Ma HT, On KF, Tsang YH, Poon RY - Nucleic Acids Res. (2007)

Bottom Line: Conversely, the rescue protein can be activated after the endogenous protein is completely repressed.This approach is particularly suitable when prolonged expression of either the shRNA or the compensatory cDNA is detrimental to cell growth.This system allows a convenient one-step validation of shRNA and generation of stable shRNA-expressing cells.

View Article: PubMed Central - PubMed

Affiliation: Department of Biochemistry, Hong Kong University of Science and Technology, Clear Water Bay, Hong Kong.

ABSTRACT
RNA interference (RNAi) by means of short hairpin RNA (shRNA) has developed into a powerful tool for loss-of-function analysis in mammalian cells. The principal problem in RNAi experiments is off-target effects, and the most vigorous demonstration of the specificity of shRNA is the rescue of the RNAi effects with a shRNA-resistant target gene. This presents its own problems, including the unpredictable relative expression of shRNA and rescue cDNA in individual cells, and the difficulty in generating stable cell lines. In this report, we evaluated the plausibility of combining the expression of shRNA and rescue cDNA in the same vector.

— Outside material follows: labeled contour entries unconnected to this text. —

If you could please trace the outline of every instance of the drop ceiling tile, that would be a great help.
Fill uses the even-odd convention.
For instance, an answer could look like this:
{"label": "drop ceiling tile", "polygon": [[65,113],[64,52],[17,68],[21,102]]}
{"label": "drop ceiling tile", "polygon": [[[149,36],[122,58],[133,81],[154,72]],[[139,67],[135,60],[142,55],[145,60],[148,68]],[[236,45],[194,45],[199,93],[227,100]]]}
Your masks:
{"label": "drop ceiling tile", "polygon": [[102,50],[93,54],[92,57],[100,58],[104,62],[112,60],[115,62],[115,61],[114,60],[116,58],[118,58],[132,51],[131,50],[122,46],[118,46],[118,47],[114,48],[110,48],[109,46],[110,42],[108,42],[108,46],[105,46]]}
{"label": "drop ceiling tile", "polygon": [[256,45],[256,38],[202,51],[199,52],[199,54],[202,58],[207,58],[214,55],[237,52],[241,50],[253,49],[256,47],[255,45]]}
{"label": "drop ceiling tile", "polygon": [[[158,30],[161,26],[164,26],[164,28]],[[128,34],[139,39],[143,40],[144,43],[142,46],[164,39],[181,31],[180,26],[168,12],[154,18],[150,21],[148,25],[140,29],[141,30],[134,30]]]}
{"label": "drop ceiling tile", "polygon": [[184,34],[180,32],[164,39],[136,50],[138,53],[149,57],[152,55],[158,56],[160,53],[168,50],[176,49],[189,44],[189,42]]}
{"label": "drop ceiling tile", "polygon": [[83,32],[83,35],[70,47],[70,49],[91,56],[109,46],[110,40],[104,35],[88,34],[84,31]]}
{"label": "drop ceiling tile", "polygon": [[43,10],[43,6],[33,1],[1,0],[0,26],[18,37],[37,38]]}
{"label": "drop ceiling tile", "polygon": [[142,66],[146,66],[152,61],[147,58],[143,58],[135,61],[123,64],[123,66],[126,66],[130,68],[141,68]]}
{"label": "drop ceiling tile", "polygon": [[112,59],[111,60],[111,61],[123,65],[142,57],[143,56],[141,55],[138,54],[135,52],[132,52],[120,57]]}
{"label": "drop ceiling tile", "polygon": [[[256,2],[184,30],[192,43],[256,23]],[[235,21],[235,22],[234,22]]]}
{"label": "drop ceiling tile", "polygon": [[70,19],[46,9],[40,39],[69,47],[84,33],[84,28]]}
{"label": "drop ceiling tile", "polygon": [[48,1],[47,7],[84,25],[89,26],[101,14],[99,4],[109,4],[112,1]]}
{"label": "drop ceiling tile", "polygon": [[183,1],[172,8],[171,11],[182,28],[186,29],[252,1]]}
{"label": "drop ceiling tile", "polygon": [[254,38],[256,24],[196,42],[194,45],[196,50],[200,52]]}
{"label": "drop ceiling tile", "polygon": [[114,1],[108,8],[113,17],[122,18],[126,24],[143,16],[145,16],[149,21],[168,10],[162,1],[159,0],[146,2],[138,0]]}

In addition to facilitate the validation of shRNA specificity, this system also considerably simplifies the generation of shRNA-expressing cell lines. Since the compensatory cDNA is under the control of an inducible promoter, stable shRNA-expressing cells can be generated before the knockdown phenotypes are studied by conditionally turning off the rescue protein. Conversely, the rescue protein can be activated after the endogenous protein is completely repressed. This approach is particularly suitable when prolonged expression of either the shRNA or the compensatory cDNA is detrimental to cell growth. This system allows a convenient one-step validation of shRNA and generation of stable shRNA-expressing cells.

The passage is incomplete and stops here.